In-Context Learning for Text Classification with Many Labels (2309.10954v2)

Abstract: In-context learning (ICL) using LLMs for tasks with many labels is challenging due to the limited context window, which makes it difficult to fit a sufficient number of examples in the prompt. In this paper, we use a pre-trained dense retrieval model to bypass this limitation, giving the model only a partial view of the full label space for each inference call. Testing with recent open-source LLMs (OPT, LLaMA), we set new state of the art performance in few-shot settings for three common intent classification datasets, with no finetuning. We also surpass fine-tuned performance on fine-grained sentiment classification in certain cases. We analyze the performance across number of in-context examples and different model scales, showing that larger models are necessary to effectively and consistently make use of larger context lengths for ICL. By running several ablations, we analyze the model's use of: a) the similarity of the in-context examples to the current input, b) the semantic content of the class names, and c) the correct correspondence between examples and labels. We demonstrate that all three are needed to varying degrees depending on the domain, contrary to certain recent works.

Introduction

The exploration of in-context learning (ICL) using LLMs entails examining its potential for handling text classification tasks with many labels. To circumvent the inherent limitation of LLMs' constrained context windows, which restrict the number of examples that can be featured in a prompt, researchers have integrated secondary pre-trained retrieval models. This fusion enables the LLMs to ingest only a pertinent subset of labels for each inference, paving the way for application to domains previously deemed infeasible for LLMs' capabilities without the necessity of fine-tuning.

Methodology

This paper introduces a retrieval-augmented ICL where a dense retrieval model, specifically a Sentence-BERT pre-trained on extensive text pair datasets, dynamically identifies a relevant set of examples based on cosine similarity to the input. The research utilizes a "greedy" approach to fill the prompt to its capacity, maximizing the usage of the LLMs' context window. Importantly, the research avoids additional computational costs during inference by having the LLM freely generate output, which is then matched to the closest class using the same retrieval model.

Experimental Insights

The performance gained through the proposed retrieval-augmented ICL is noteworthy, with state-of-the-art (SoTA) strides observed in few-shot settings across various intent classification benchmarks and even outperforming fine-tuned approaches in certain fine-grained sentiment analysis scenarios. Moreover, the research explores the contribution of the semantic content of class names, correct example-label correspondence, and similarity of in-context examples to the current input, deducing their varying degrees of importance across datasets.
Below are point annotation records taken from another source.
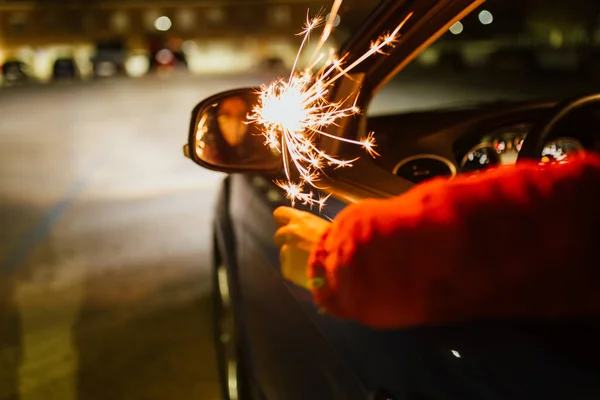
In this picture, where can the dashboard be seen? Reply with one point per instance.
(444, 143)
(502, 147)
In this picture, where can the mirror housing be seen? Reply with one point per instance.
(221, 138)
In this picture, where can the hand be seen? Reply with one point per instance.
(298, 234)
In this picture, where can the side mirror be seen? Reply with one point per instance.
(223, 139)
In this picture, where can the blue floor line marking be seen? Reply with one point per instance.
(38, 232)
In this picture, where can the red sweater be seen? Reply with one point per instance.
(519, 241)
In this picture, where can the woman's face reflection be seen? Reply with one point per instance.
(232, 120)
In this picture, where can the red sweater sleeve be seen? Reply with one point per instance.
(517, 241)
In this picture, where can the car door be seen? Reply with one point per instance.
(297, 352)
(290, 358)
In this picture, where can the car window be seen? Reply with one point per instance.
(504, 50)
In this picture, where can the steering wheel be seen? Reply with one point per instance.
(577, 118)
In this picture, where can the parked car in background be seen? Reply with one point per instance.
(109, 59)
(65, 69)
(15, 72)
(274, 343)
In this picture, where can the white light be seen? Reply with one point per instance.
(163, 24)
(457, 28)
(189, 46)
(165, 56)
(486, 17)
(137, 66)
(336, 20)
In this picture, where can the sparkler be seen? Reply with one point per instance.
(293, 113)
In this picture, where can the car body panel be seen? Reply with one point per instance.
(294, 351)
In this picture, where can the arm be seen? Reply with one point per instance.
(516, 241)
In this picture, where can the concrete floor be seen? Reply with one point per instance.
(104, 233)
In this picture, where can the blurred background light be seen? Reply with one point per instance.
(163, 23)
(457, 28)
(486, 17)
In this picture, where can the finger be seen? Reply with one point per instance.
(284, 235)
(283, 257)
(283, 215)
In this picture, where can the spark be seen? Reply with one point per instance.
(294, 113)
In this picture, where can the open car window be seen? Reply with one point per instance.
(502, 51)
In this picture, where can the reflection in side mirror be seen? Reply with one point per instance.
(222, 138)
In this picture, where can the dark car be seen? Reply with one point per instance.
(15, 72)
(274, 343)
(65, 69)
(109, 59)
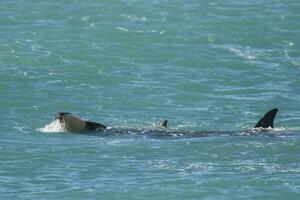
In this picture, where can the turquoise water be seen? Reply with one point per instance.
(203, 65)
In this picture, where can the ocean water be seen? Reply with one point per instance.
(203, 65)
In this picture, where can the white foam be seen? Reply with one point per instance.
(53, 127)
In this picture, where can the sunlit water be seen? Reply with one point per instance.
(203, 65)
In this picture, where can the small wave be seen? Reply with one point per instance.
(53, 127)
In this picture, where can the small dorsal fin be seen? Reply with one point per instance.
(267, 120)
(163, 124)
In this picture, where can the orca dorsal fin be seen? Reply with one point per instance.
(163, 124)
(267, 120)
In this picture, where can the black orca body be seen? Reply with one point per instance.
(72, 123)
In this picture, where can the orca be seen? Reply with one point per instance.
(75, 124)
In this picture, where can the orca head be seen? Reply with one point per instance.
(59, 115)
(163, 124)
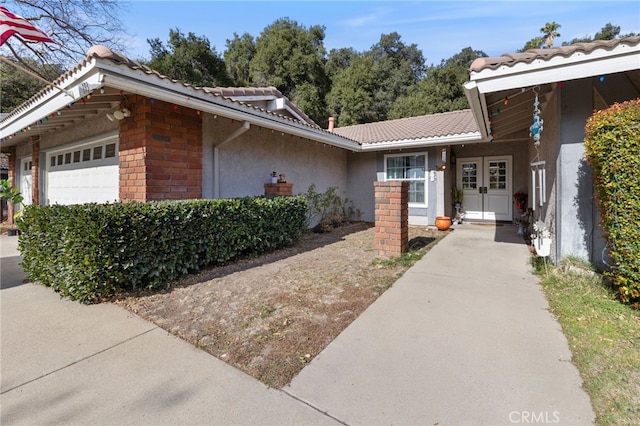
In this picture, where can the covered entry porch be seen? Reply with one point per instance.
(488, 175)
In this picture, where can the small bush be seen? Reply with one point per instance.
(91, 251)
(612, 147)
(327, 210)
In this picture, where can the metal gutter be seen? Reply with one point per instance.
(416, 143)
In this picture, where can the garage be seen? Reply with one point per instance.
(83, 173)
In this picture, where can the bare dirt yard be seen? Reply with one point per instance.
(271, 315)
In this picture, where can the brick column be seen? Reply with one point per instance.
(278, 189)
(392, 218)
(35, 170)
(160, 152)
(12, 180)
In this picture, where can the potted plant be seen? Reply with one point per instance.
(541, 239)
(13, 196)
(520, 199)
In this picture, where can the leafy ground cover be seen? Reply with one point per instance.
(271, 315)
(604, 337)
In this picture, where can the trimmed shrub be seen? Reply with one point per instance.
(91, 251)
(612, 147)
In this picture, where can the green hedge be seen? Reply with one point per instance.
(612, 147)
(91, 251)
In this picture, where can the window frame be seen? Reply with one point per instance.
(425, 179)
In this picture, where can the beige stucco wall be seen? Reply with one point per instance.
(246, 162)
(360, 175)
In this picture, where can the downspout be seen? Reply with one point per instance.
(216, 163)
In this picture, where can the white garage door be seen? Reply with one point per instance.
(25, 180)
(83, 174)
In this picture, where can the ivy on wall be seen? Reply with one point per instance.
(612, 146)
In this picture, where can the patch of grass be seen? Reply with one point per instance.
(604, 336)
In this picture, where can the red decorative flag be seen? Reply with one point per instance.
(11, 24)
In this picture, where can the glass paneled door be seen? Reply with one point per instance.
(486, 185)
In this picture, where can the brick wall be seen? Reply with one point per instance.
(160, 152)
(11, 176)
(391, 236)
(35, 170)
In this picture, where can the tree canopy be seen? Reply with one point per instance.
(390, 80)
(190, 59)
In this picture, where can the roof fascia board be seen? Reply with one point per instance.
(424, 142)
(252, 98)
(543, 71)
(79, 86)
(478, 105)
(190, 97)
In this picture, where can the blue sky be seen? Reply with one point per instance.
(439, 28)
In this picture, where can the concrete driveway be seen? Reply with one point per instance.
(464, 337)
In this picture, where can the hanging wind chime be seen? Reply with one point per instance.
(538, 172)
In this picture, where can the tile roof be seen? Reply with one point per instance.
(101, 52)
(413, 128)
(531, 55)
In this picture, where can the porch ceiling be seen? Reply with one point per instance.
(511, 120)
(511, 111)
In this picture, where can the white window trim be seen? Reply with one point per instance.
(426, 175)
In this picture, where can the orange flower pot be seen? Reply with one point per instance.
(443, 222)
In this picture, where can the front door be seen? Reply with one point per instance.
(486, 185)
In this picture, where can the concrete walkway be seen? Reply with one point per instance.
(464, 337)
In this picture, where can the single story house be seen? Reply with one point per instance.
(112, 129)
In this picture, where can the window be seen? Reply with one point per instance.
(95, 154)
(411, 168)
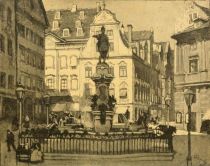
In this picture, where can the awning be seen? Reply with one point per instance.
(60, 107)
(206, 115)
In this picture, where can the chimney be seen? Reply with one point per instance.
(74, 8)
(130, 27)
(98, 6)
(122, 29)
(82, 14)
(103, 5)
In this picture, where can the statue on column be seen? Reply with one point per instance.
(102, 44)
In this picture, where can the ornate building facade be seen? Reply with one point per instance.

The paper also reveals model scale to be a crucial factor in leveraging a higher number of in-context examples.

Conclusion and Future Directions

The findings confirm the retrieval-augmented ICL's prowess in addressing multi-label text classification without necessitating further adjustments to the retriever or LLMs, harnessing their pre-training strengths instead. The research points to the larger model architectures being more adept in capitalizing on a broader context when making use of in-context learning. In closing, the paper positions retrieval-augmented ICL as a powerful paradigm for efficiently handling complex classification tasks, introducing a transformative technique in the deployment of LLMs across diverse domains and task scopes.